Ryan's brief notes about the structure of the OCLC code: SRWServlet

  • doGet
    • SRWServletInfo reads the config files and sets up properities for all "known" databases.
    • passes off to processMethodRequest
      • SRWServletInfo.setSRWStuff parses the DB out of the request string,
        • SRWDatabase initializes a database object
          • Instantiates the proper class (as listed in SRWServer.props)
          • Reads in properties from the DB's config file
      • looks up some DB details, and sets them as properties of msgContext
    • Builds an SRW SOAP query out of the URL query and invokes it with AxisEngine.invoke()
    • when it returns, strips the SOAP stuff out
  • doPost
    • very similar to doGet, resulting in an AxisEngine.invoke()

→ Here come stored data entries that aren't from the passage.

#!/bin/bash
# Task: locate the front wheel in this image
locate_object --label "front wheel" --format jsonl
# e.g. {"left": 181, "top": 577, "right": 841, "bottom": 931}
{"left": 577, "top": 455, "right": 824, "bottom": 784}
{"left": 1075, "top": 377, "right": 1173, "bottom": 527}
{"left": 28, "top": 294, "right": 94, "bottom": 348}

srw_bindings.SRWSoapBindingImpl

  • searchRetrieveOperation is invoked by Axis
  • eventually calls SRWDatabase.doRequest() on the proper database class

Databases derive from SRWDatabaseImpl. This class implements the doRequest() method. It is best not to override this method, as it takes care of caching result sets and other useful administrative stuff. It is best to only override the abstract methods.

Products

  1. Fixed DendroPy to parse and write legal Nexml
  2. Import/export Nexml from BioSQL
  3. Added support for matrices to BioSQL
  4. Improved the PhyloWS spec
  5. System to index Nexml files into Lucene
  6. Phylr -- A modular implementation of the PhyloWS find API (currently supports Lucene, but can be easily expanded for other back-end storage systems)

Daily Standup Reports

Tuesday

Delivered by Ryan. notes by Dave

  • Big challenges have been what does PhyloWS really mean.
  • What portions are we trying to address this week?
  • Settled on
    • Every time you get data from a PhyloWS query you'll get a single file with embedded NeXML trees back.
  • Not tackling character matrix now, probably not this week.
  • Plans for today: Identify what we'll do with the rest of the week

Wednesday

Delivered by Ryan. notes by Dave

  • Clarified some PhyloWS spec issues.
  • Ran through spec focusing on basic retrieval of trees, searching over basic tree content
  • Tackle matrix issues towards end of work, hopefully
  • Convert TreeBASE to NeXML - have script
  • Parse these trees and get indexable content out. Read those index and make it available via PhyloWS
  • By end of today have TreeBASE content available in searchable form.

Questions:

  • Rutger:
    • Noticed extra tags in your NeXML. Hints at that we don't yet know how to add metadata.
    • Can the Semantic API for CDAO Subgroup verify that xml-rdf-xml transition works. (???)
    • Metadata in NeXML still an open issue.
    • Arlin:
      • Can we try separate approaches and try each.
      • Rutger:
        • are dicts going away in favor of RDFA structures?
  • Today experiment a little more. Arlin make examples, and groups see if they can transform it

Thrusday

Given by Ryan, noted by Dave

  • Spent time in PhyloWS Bootcamp arguing over concepts.
  • Throughout week have been modifying the PhyloWS spec
  • TreeBASE into NeXML is done
  • Nearly done parsing those files into an index.
  • Now working out kinks and making it nice and pretty.
  • Somewhere along the line Hilmar and Jeet will work on SQL adaptors.